2.9 KiB
Apply rate limiting to authentication endpoints
- Status: accepted
- Date: 2026-04-26
Context and Problem Statement
Authentication endpoints (POST /login, POST / registration) were exposed without any request throttling. An attacker could perform unlimited credential stuffing, dictionary attacks, or account enumeration against these endpoints with no server-side resistance.
Decision Drivers
- Login and registration are the highest-value targets for automated attacks.
- No existing infrastructure (WAF, reverse-proxy rate limiting) in front of the API provides this protection at the application layer.
- The rate limit must be permissive enough not to affect legitimate users while blocking automated attack patterns.
Considered Options
- No rate limiting (previous state)
- Global rate limiting on all routes
- Targeted rate limiting on authentication endpoints only
Decision Outcome
Chosen option: "Targeted rate limiting on authentication endpoints", because it provides strong protection where it matters most without risking false positives on data-intensive routes (e.g. Hero Wars analytics endpoints that may legitimately send many requests in a short window).
Implementation: express-rate-limit middleware with a 10-request / 15-minute window per IP, applied to POST /api/cms/user/login and POST /api/cms/user/ (registration). Returns HTTP 429 with a structured error body on limit exceeded.
Positive Consequences
- Brute force and credential stuffing attacks are throttled to 10 attempts per 15 minutes per IP.
- Legitimate users (at most a few login attempts per session) are unaffected.
Negative Consequences
- IP-based rate limiting can be bypassed by attackers rotating IPs or using proxies.
- Shared NAT environments (office networks, VPNs) could hit the limit if multiple users attempt to log in simultaneously from the same IP. The 10-request window is generous enough to make this unlikely in practice.
- If the API is ever placed behind a reverse proxy,
trust proxymust be configured in Express so that the correct client IP is used rather than the proxy IP.
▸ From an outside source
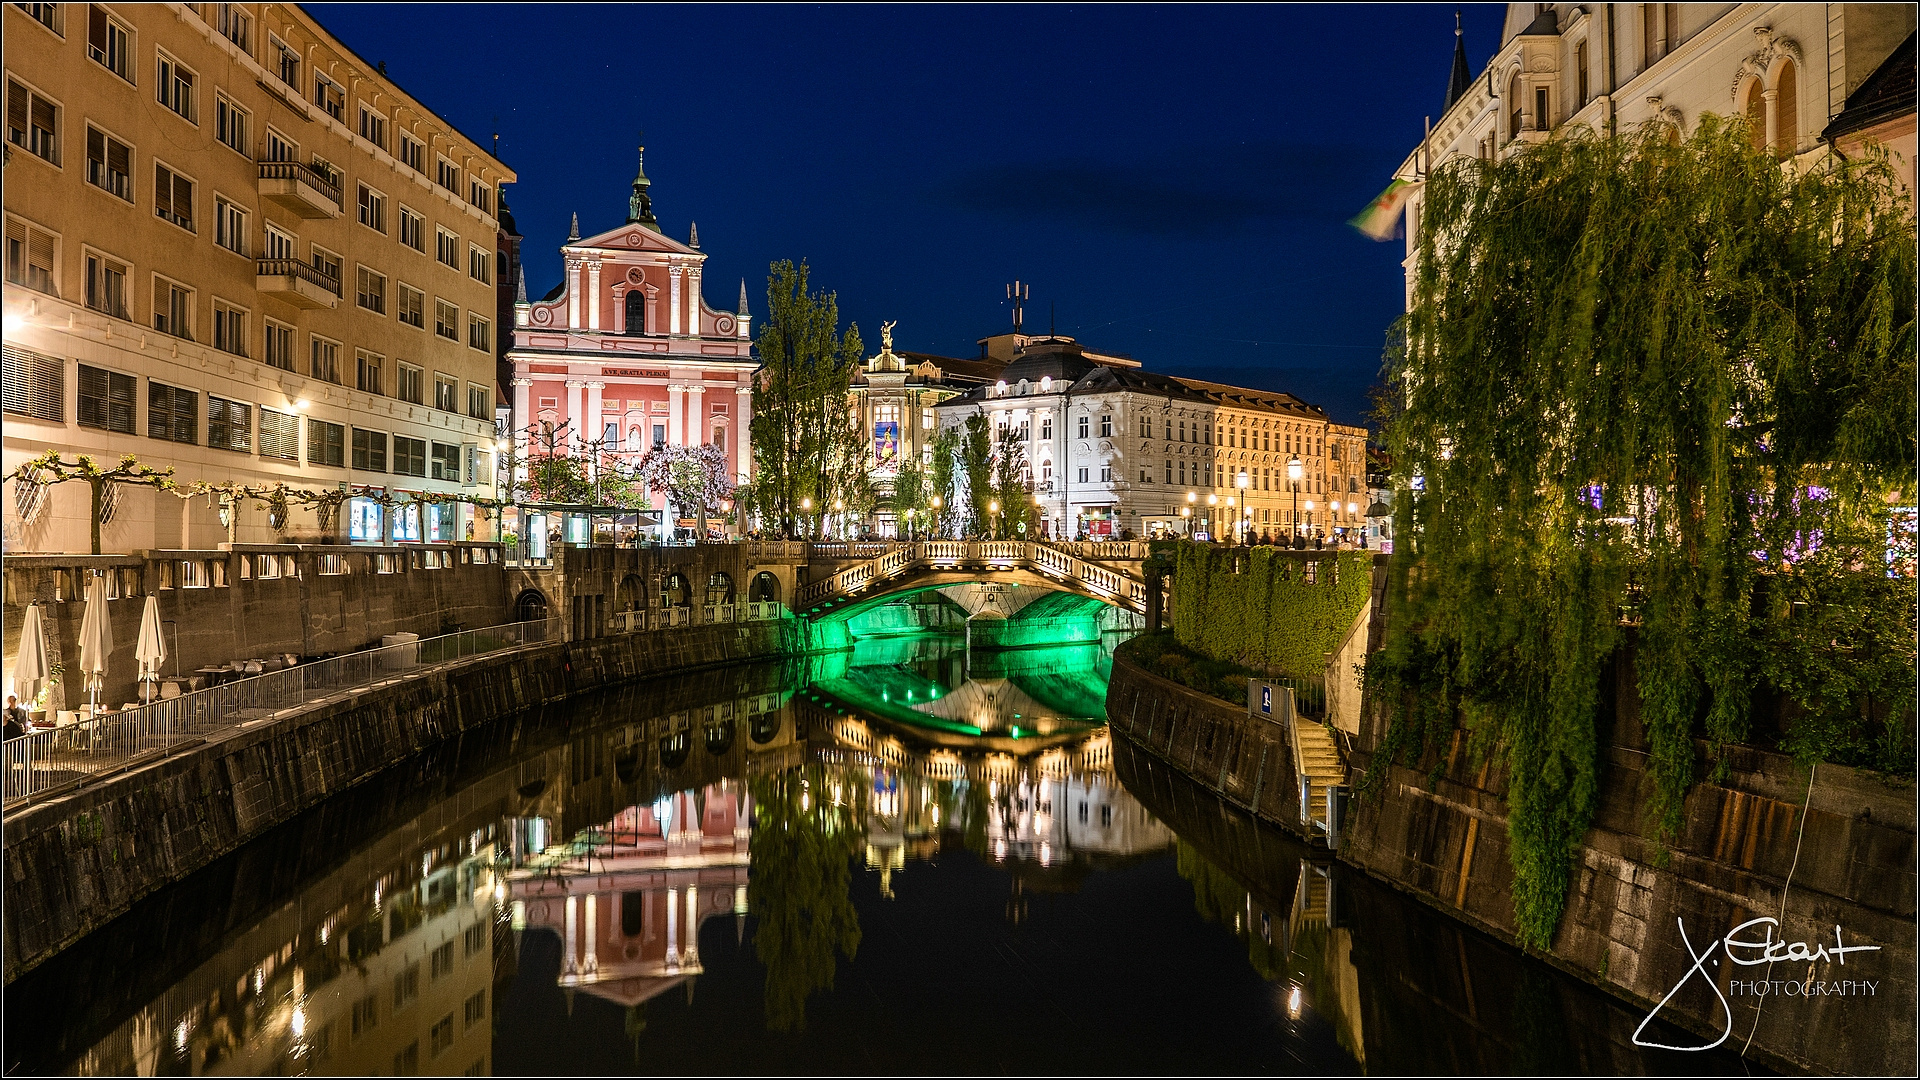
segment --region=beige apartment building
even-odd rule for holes
[[[244,501],[240,542],[488,539],[455,500],[493,494],[513,172],[297,7],[4,12],[7,549],[87,550],[88,485],[12,479],[49,449],[350,496]],[[104,550],[229,537],[207,498],[110,502]]]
Pros and Cons of the Options
No rate limiting
- Good, because no false positives.
- Bad, because unlimited brute force attacks possible.
Global rate limiting
- Good, because protects all endpoints uniformly.
- Bad, because risks throttling legitimate use of analytics or data sync endpoints.
Targeted rate limiting on auth endpoints
- Good, because protects the highest-risk endpoints without affecting others.
- Good, because easy to tune per endpoint independently.
- Bad, because other endpoints (e.g. password reset, if added later) must be manually included.